Tinkering With Symptoms: Why Britain’s Debate About Vice Chancellors’ Salaries Is Misguided
The last few weeks have seen a growing public debate about the pay packages of Britain’s academic CEOs. The vice chancellors at a number of universities, including Birmingham, Bath, Bath Spa and others, have come under heavy pressure to justify salaries that far exceed £100,000, and at least once vice chancellor has resigned. There have been public protests at various universities, and numerous public figures have had much to say on the issue. The vice chancellor of the University of Buckingham captured the tenor of the debate when he emphatically condemned the exorbitant salaries paid to academic CEOs:
“The university sector’s response to the debate around vice-chancellors’ pay has been ‘embarrassing and humiliating’ and damaged its reputation, according to the head of the University of Buckingham. Sir Anthony Seldon, a political historian who has been a vice-chancellor at the university since 2015, said: ‘The sector has not reacted well [to the debate around pay]. We have lost the public argument and we should have responded earlier when it first came up.’ ‘“We should have said we were going to look at what vice-chancellors get paid through an independent review. It has been embarrassing and humiliating, the whole episode, and damaged us nationally and internationally.’”
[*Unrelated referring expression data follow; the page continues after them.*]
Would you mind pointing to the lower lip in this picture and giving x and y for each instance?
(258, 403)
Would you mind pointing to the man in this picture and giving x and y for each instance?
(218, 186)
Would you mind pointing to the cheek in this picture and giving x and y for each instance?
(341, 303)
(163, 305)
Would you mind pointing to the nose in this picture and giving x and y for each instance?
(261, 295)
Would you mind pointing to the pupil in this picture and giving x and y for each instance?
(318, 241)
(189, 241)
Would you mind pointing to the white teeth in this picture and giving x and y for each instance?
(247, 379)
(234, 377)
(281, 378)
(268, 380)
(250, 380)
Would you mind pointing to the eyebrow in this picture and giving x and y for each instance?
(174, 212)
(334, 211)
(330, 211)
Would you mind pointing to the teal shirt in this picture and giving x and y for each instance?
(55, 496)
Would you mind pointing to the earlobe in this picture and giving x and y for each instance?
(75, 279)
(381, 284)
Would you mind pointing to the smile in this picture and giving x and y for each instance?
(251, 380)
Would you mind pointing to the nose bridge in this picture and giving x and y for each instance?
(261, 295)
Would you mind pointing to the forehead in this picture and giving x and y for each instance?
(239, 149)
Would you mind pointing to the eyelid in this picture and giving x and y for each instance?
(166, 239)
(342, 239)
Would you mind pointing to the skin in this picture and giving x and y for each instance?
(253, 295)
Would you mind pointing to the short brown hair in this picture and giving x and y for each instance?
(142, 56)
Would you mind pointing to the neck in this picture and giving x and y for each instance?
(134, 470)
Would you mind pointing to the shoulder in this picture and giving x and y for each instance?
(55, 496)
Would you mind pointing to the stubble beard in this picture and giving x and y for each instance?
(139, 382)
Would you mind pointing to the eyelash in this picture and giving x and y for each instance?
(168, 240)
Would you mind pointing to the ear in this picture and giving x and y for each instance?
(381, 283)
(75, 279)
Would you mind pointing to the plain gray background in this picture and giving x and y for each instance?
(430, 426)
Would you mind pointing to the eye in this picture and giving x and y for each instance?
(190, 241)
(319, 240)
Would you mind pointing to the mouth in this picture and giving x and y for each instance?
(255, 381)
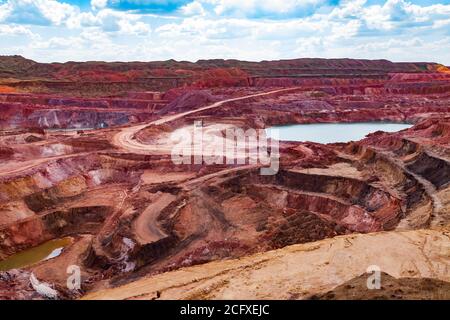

These observations ring true, and it seems worthwhile to subject the work and pay of university CEOs to much greater public scrutiny than they have received in recent years. At the same time, though, it is notable that the issue is discussed in isolation from much broader patterns in the organization of British higher education. At one end of the debate, we find commentators like Jeevan Vasagar. Writing in The Guardian, the newspaper’s former education editor rehearses the boilerplate argument, de rigueur in any public conversation about grossly inflated executive pay, that vice chancellors’ salaries reflect meritocratic principles, in so far Britain’s universities require the best leaders available in order to thrive. In so doing, he compares universities with a range of other business:
“Universities are a rare example of a service industry that is both concentrated and diffuse. Unlike the City, their benefits are spread around the country. Unlike law firms, they are frequently one of the biggest employers in our cities. […] t is worth having a debate about pay ratios. Breakwell’s remuneration is around 30 times the salary of the university’s most junior employees. This is a trifling gap by comparison with the distance between the average bank teller and their chief executive. But it is far wider than the five to one ratio that was proposed by Plato – and adopted for a while by Ben and Jerry’s.”
At the other end of the continuum we find commentators like Kehinde Andrews, one of the few academics (i.e. a scholar not employed in an academic management position) who have publicly intervened in the debate. Andrews places excessive VC salaries in the context of the growing economic hardship students face while attempting to pursue a degree:
“On the same day that news broke that staff at the University of Birmingham are protesting the obscene pay of their vice-chancellor, I opened an email asking for donations to a food bank that my university, Birmingham City, has started for students. This Dickensian contrast in fortunes demonstrates the widening problems of inequality in universities since fees have been introduced. […] Even though students now pay for the privilege of learning, they are not simply consumers, but an active part of what makes university a unique experience. VCs are not directly responsible for all the hardships that students face – the government bears a significant responsibility. But it is undeniable that the changes most universities have championed under their leadership has drastically increased the cost of studying. While some VCs are getting rich, there are students who have to rely on charity for their most basic necessities. Let them eat donated non-perishables.”
The tone of both interventions differs remarkably, Vasagar approving of VCs’ six-figure salaries and Andrews labeling them obscene. Yet both share a common assumption about universities, namely that they are businesses. Andrews is obliquely critical of tuition fees, and elsewhere in his opinion piece he argues that a “captain of industry” reward model suitable for universities. However, all this does not lead him to challenge the ways in which British higher education has been thoroughly commodified in recent years.
In turn, Jeevan Vasagar simply takes it for granted that universities are just like any other company and that their structures and their institutional objectives can be easily compared to say, Ben and Jerry’s ice cream firm or family businesses in Singapore. At the same time, arguing that the leadership of VCs and other academic managers is integral to universities’ success, he ignores the fact that it is academics who perform the intellectual labor around which universities are built, and he appears oblivious to the collegial traditions on which the success of Britain’s universities was built prior to the advent of managerialism.
In this sense, those who criticize vice chancellors’ pay are tinkering with a symptom of a much bigger problem. Universities are not businesses, and scholarship cannot be bought and sold like ice cream. Universities are built on intellectual labor on the part of professors, lecturers and students. The insistence on the part of policy makers, public commentators and academic managers that this is not so – that learning must be bought and sold – disfigures this intellectual labor. To say so publicly seems unwelcome and off-limits in Britain today. The blinkered debate about VCs’ salaries is an expression of this taboo.